Homemade coconut milk yogurt November 7, 2011Posted by inspiredbywolfe in Sweet things.
Tags: Breakfast, Snacks
You may have noticed I’ve been getting more and more into the whole fermentation thing. Fermented bread, fermented vegetables – and now, fermented milk. I had recently tried some (storebought) coconut yogurt, and while I found it absolutely delicious, it was also absolutely expensive. Knowing that many people make cow’s milk yogurt at home, I decided to try making coconut milk yogurt and save my despondent bank balance.

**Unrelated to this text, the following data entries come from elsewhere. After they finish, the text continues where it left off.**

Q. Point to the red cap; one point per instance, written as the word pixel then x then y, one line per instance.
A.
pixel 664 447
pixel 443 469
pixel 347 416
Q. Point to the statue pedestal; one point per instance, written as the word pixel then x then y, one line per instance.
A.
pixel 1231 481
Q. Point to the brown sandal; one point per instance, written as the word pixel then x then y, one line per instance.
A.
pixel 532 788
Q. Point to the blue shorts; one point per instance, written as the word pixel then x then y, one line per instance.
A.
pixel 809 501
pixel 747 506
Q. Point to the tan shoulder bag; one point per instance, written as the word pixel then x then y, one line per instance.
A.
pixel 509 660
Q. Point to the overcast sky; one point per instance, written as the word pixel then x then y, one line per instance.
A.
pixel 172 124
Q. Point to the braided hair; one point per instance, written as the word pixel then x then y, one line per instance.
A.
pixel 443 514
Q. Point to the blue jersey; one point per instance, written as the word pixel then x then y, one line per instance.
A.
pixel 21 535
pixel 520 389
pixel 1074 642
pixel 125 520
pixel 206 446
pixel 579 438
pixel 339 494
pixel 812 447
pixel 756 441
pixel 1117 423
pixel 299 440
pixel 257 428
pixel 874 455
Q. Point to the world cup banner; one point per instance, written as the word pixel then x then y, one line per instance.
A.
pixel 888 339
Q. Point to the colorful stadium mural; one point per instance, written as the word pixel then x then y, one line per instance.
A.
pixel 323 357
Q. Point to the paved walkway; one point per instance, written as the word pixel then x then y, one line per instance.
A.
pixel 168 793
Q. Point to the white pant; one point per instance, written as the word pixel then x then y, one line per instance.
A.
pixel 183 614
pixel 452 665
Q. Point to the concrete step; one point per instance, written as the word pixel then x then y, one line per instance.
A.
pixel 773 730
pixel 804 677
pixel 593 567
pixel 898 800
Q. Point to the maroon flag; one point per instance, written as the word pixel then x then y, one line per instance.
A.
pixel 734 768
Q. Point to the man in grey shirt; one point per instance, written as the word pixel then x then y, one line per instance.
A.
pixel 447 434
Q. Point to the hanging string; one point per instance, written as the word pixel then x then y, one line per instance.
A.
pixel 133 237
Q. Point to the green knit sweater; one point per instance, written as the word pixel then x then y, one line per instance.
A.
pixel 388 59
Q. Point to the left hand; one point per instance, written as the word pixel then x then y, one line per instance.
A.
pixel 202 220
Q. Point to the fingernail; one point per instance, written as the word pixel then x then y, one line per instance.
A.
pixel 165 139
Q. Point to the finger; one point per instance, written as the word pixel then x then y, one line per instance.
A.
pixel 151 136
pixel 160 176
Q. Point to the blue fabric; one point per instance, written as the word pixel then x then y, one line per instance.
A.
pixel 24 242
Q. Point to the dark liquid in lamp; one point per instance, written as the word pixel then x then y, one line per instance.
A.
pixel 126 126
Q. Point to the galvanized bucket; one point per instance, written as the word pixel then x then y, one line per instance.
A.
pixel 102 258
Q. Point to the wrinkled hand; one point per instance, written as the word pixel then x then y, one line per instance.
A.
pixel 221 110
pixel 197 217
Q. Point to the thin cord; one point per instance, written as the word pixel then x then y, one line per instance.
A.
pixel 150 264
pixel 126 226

The method is similar to making other forms of yogurt with the proviso that it is best to add a form of thickener as the resulting yogurt will be fairly thin – not much thicker than the milk you start with. I followed this recipe, and began by heating the coconut milk. I used two cans or about 800 ml.
Once it had reached 82ºC, I took it off the heat and stirred in a couple of spoonfuls of pectin, and some honey. The honey provides sugar for the bacteria in the yogurt to eat (as there is no lactose sugar, which is what the bacteria digests if you are making yogurt from cow’s milk). Once it had cooled to 40ºC, I stirred in a quarter of a cup of the (expensive) store-bough coconut yogurt I had, and set up my high-tech incubating machine.

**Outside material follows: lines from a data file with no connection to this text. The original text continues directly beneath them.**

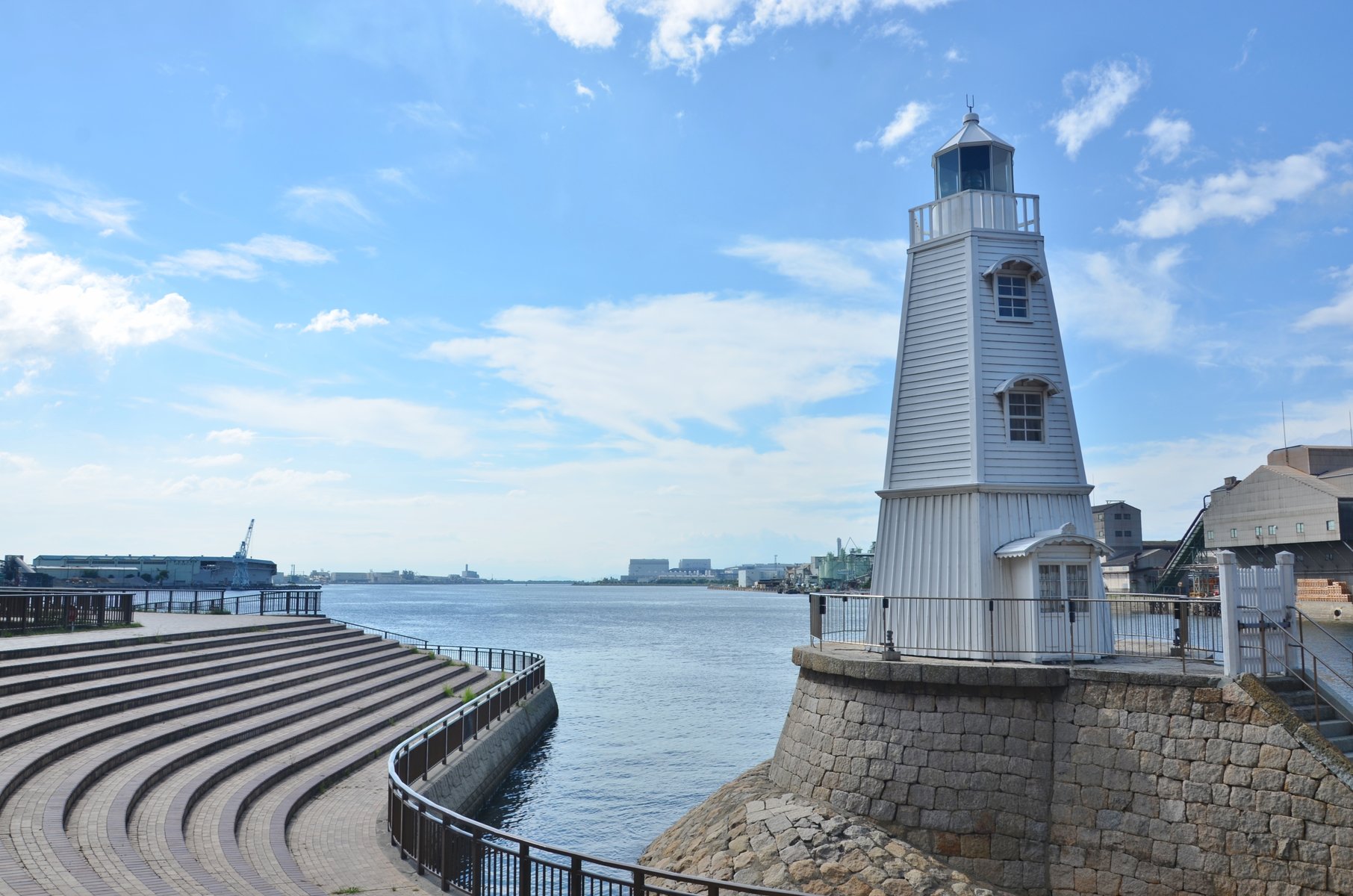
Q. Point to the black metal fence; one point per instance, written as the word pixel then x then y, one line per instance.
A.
pixel 1029 629
pixel 288 601
pixel 481 859
pixel 33 609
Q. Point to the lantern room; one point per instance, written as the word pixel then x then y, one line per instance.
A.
pixel 973 158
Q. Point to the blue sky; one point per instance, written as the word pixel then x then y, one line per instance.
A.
pixel 543 284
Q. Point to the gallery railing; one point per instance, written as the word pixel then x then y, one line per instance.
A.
pixel 485 861
pixel 287 601
pixel 31 609
pixel 974 210
pixel 1144 626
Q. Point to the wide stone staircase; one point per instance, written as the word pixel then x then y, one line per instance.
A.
pixel 173 764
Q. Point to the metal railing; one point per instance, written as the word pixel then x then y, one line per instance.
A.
pixel 1298 662
pixel 485 861
pixel 1023 629
pixel 287 601
pixel 974 210
pixel 31 609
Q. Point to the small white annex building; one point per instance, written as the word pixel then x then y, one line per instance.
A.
pixel 984 491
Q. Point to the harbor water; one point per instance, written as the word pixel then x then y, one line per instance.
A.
pixel 665 694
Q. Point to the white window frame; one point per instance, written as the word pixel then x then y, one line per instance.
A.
pixel 1023 396
pixel 1016 287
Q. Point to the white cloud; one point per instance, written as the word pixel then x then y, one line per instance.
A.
pixel 904 123
pixel 72 201
pixel 836 266
pixel 341 320
pixel 328 206
pixel 585 23
pixel 388 423
pixel 1168 137
pixel 661 361
pixel 1168 479
pixel 213 461
pixel 238 263
pixel 233 436
pixel 1337 313
pixel 688 31
pixel 1125 298
pixel 208 263
pixel 283 249
pixel 1108 88
pixel 52 303
pixel 1248 194
pixel 428 114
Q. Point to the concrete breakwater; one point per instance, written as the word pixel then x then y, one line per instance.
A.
pixel 1051 780
pixel 470 777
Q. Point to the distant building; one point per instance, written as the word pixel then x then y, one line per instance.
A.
pixel 1119 526
pixel 137 571
pixel 1299 501
pixel 647 570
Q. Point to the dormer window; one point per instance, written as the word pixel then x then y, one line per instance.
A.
pixel 1013 296
pixel 1024 411
pixel 1024 398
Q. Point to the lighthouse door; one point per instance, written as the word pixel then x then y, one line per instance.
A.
pixel 1064 606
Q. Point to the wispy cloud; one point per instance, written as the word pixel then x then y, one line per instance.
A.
pixel 388 423
pixel 685 33
pixel 1168 137
pixel 1337 313
pixel 1246 194
pixel 601 363
pixel 326 206
pixel 341 320
pixel 240 260
pixel 426 114
pixel 53 303
pixel 838 266
pixel 73 201
pixel 1125 298
pixel 1108 88
pixel 1245 49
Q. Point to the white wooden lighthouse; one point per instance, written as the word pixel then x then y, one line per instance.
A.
pixel 984 491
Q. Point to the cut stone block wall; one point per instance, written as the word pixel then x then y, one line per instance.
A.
pixel 1076 781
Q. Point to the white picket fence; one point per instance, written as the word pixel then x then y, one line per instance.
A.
pixel 1257 609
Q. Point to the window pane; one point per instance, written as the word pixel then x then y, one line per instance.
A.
pixel 946 173
pixel 1003 176
pixel 976 167
pixel 1051 588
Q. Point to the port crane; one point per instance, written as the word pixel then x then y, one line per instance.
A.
pixel 241 576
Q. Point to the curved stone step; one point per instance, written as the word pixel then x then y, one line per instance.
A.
pixel 190 665
pixel 99 824
pixel 21 762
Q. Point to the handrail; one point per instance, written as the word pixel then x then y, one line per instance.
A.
pixel 1268 624
pixel 482 859
pixel 1301 631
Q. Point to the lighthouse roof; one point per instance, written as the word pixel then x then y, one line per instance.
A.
pixel 971 134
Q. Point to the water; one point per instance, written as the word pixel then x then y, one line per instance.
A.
pixel 665 694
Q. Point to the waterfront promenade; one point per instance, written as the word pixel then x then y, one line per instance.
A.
pixel 178 757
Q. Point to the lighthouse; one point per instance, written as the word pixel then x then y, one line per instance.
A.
pixel 984 526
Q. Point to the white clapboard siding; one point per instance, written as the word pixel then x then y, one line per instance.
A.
pixel 933 435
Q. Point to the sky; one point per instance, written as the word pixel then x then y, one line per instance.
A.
pixel 540 286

I have found another use for the esky! Always handy for sous vide, now good for yogurt incubation too. I ended up with one large jar of yogurt, and added a couple more jars full of water at about 40ºC – and tipped some more warm water in the bottom of the esky for good measure. I bundled the whole thing up with towels to provide additional insulation, and left it overnight.
The next morning I woke up to find I had yogurt! It was still on the thin side – next time I will add more pectin – but was flavoursome and tangy. I used some on my morning muesli to make a type of bircher muesli – as you can see it was still fairly thin.

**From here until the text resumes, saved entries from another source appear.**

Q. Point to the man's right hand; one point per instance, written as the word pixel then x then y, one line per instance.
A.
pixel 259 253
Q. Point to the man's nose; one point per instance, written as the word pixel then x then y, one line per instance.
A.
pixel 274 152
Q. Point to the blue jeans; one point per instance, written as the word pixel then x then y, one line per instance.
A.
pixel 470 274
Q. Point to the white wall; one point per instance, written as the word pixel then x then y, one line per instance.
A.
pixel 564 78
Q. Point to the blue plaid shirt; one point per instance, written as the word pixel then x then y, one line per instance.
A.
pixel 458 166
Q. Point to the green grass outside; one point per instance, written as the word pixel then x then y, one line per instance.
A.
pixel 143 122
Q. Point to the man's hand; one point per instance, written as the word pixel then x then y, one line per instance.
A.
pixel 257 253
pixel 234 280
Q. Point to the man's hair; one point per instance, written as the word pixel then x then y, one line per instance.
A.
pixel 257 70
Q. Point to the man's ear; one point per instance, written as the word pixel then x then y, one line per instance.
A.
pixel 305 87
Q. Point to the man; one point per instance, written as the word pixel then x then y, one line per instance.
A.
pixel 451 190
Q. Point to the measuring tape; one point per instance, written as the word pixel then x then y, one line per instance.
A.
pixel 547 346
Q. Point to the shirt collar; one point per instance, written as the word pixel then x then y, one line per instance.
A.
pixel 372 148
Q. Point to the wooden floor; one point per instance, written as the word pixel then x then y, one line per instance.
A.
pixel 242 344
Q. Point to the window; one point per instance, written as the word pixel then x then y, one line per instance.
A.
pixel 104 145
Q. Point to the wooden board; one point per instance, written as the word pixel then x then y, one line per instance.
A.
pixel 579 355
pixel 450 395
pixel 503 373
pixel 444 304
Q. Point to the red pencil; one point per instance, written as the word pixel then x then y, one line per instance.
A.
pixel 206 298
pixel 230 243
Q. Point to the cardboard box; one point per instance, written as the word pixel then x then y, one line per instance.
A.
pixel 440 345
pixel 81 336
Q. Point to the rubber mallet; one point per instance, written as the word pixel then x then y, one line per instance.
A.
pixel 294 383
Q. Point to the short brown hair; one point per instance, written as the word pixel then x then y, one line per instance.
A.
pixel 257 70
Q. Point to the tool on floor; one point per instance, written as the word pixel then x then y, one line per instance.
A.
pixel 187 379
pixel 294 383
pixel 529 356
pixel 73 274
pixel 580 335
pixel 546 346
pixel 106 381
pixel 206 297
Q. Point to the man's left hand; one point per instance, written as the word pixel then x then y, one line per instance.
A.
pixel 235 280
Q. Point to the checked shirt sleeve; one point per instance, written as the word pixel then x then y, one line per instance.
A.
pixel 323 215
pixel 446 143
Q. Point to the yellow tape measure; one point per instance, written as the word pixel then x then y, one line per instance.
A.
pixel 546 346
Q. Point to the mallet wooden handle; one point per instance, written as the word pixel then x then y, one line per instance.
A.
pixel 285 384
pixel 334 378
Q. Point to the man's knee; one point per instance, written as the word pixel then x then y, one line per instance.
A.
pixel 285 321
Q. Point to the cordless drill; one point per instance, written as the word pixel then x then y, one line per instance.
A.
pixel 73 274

To serve, I mixed the yogurt through the muesli and added some strawberries.
The yogurt was lovely and quite tangy. I did find that it thickened as I left it to cool in the fridge – it’s now still at spooning consistency (not thick like a greek yogurt) but a lot thicker than it was! I’m assuming I needed to let the pectin have time to do its thing and I was just too impatient!
I’m intending to keep making the yogurt from now on – I can save a little of this batch to provide the bacteria for the next batch. The yogurt starter (as it were) doesn’t have a name yet, so any suggestions of a suitable name to join Fitzwilliam are more than welcome!